À l’approche des Journées économiques de l’amitié Afrique-Russie (JECAAR’26), prévues du 25 au 31 octobre 2026 à Moscou, l’Association panafricaine pour l’excellence, l’éducation, le développement et l’amitié entre les peuples (AP2EDA-APH) a fait le point sur les préparatifs. Face à la presse le jeudi 17 septembre 2026, son président exécutif, Nkodo Pierre Claver, est revenu sur les dernières informations relatives à ce triple événement réunissant les forums Africa Business Club, Russie-Afrique et les JECAAR’26.

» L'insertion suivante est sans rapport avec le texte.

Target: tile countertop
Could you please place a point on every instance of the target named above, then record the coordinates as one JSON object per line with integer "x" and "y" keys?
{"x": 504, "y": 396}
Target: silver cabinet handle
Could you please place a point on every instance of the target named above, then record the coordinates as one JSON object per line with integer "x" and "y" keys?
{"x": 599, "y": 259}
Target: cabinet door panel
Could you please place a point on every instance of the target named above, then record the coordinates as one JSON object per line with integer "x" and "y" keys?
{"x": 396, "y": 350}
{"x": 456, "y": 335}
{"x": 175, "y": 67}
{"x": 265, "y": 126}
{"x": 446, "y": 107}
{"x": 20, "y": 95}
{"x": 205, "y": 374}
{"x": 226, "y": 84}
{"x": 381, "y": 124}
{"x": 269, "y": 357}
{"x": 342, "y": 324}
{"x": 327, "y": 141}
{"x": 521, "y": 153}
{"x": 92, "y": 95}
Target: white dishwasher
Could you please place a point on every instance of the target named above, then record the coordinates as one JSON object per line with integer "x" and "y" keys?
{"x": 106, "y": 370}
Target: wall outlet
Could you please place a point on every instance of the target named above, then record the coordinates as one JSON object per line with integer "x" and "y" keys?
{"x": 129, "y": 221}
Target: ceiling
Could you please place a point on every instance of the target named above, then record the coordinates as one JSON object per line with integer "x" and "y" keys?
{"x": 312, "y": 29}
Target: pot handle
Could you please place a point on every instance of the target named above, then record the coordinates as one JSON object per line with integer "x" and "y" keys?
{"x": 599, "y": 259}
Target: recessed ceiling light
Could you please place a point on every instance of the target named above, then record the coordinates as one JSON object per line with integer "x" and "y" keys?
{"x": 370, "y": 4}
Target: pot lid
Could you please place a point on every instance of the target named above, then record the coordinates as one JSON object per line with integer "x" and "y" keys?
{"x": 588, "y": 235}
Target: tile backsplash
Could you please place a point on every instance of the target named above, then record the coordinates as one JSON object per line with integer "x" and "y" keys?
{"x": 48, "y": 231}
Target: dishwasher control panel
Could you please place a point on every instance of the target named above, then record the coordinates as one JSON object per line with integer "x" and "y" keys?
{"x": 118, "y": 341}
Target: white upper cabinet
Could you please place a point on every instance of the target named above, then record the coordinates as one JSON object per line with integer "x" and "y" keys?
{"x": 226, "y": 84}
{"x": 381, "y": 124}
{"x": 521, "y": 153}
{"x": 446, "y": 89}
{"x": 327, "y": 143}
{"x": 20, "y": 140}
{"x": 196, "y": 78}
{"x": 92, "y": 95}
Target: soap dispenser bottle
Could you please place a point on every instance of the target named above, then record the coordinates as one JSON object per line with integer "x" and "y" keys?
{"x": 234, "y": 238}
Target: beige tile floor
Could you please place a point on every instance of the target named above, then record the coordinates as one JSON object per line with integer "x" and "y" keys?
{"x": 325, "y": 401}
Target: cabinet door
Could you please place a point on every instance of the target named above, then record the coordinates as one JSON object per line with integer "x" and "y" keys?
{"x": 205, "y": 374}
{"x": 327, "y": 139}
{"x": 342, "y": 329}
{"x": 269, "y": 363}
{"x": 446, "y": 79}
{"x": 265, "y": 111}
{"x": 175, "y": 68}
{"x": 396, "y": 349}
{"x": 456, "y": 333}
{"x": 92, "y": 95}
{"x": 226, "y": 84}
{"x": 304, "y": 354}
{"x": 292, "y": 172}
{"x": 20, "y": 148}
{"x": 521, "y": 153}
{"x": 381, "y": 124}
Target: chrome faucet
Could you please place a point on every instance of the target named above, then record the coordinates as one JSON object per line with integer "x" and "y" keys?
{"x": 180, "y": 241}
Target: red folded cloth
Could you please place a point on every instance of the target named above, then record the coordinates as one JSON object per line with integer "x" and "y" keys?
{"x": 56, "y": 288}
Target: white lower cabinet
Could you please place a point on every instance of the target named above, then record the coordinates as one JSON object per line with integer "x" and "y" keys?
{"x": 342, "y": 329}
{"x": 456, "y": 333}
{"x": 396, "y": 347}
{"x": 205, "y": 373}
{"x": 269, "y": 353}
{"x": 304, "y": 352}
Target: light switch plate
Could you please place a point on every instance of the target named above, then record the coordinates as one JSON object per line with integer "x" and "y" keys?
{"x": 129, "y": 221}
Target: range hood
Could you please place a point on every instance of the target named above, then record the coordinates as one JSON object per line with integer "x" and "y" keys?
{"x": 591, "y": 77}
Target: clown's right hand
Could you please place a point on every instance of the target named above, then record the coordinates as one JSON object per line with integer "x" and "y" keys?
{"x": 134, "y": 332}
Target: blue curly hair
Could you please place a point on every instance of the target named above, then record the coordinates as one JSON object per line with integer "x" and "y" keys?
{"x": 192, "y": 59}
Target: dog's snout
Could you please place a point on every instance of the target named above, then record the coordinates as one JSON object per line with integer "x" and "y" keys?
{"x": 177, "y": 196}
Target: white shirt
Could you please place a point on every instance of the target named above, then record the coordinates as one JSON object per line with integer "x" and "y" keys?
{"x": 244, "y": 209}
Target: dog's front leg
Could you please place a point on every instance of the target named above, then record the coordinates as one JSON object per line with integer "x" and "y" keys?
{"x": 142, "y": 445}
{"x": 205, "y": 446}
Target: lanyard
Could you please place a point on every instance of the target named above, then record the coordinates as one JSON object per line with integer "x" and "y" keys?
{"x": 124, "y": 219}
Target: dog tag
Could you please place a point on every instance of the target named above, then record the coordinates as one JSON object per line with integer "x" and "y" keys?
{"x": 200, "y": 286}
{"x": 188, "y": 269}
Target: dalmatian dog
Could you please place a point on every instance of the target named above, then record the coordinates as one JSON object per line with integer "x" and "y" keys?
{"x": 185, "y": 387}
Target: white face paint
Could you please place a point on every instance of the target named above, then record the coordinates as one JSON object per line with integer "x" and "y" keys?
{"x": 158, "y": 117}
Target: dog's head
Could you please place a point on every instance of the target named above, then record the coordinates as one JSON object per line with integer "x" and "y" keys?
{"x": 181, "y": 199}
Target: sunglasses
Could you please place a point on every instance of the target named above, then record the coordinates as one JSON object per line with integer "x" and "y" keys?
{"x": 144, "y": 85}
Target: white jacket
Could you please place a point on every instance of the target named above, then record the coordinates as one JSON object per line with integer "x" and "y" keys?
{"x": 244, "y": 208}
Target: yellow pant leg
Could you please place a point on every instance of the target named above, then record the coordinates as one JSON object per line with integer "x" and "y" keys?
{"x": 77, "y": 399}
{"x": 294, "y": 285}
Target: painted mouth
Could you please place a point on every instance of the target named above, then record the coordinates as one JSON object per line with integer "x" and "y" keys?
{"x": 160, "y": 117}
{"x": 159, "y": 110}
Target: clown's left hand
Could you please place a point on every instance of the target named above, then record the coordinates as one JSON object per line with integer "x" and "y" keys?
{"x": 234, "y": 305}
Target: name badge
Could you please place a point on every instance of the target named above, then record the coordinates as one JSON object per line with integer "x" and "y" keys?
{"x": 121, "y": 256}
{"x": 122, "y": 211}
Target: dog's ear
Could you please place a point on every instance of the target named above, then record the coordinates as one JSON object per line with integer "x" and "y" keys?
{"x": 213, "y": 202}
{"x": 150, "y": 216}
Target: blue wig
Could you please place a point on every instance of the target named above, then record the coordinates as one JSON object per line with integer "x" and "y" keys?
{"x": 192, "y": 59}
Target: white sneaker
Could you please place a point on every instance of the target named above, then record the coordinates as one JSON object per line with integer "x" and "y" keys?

Placée sous le signe de l’amitié entre les peuples et du renforcement des échanges entre l’Afrique et la Fédération de Russie, cette initiative entend offrir aux acteurs économiques africains un cadre de rencontres, de présentation de projets et de recherche de partenaires. Selon Nkodo Pierre Claver, « les porteurs de projets institutionnels, privés et communaux pourront notamment participer à des rencontres BtoB, des ateliers et différents espaces consacrés aux opportunités d’affaires ».
L’organisation insiste également sur le caractère multidimensionnel du rendez-vous. « Ce sont des événements en un, culturels et économiques »
Ainsi , le Président exécutif, met en avant la possibilité pour les participants de valoriser leurs projets tout en découvrant les dimensions culturelles des relations entre les peuples africains et russes.
La question de la sécurité, susceptible de susciter des interrogations chez les futurs participants en raison du contexte international, a également été abordée. Nkodo Pierre Claver s’est appuyé sur son expérience personnelle d’un séjour de plus d’un mois à Moscou pour livrer son appréciation de la situation dans la capitale russe.
« Les informations que vous voyez sur la Russie en ligne et sur les chaînes de télévision ne sont pas toujours vraies. J’ai été à Moscou pendant plus d’un mois, mais je n’ai pas observé de consignes sécuritaires particulières »
Poursuivant, le Président exécutif a décrit une capitale qu’il dit avoir trouvée « paisible et calme ».
Il a notamment évoqué l’importance du dispositif de surveillance dans la ville : « C’est l’une des villes les plus sécurisées du monde. Il y a énormément de caméras. Tu ne peux pas entrer à Moscou sans être tracé ».
S’il reconnaît l’existence du conflit russo-ukrainien, Nkodo Pierre Claver estime que la perception de la guerre véhiculée à distance ne correspond pas nécessairement à ce qu’il dit avoir observé durant son séjour dans la capitale. « C’est vrai qu’il y a la guerre, mais j’ai trouvé une ville paisible et calme »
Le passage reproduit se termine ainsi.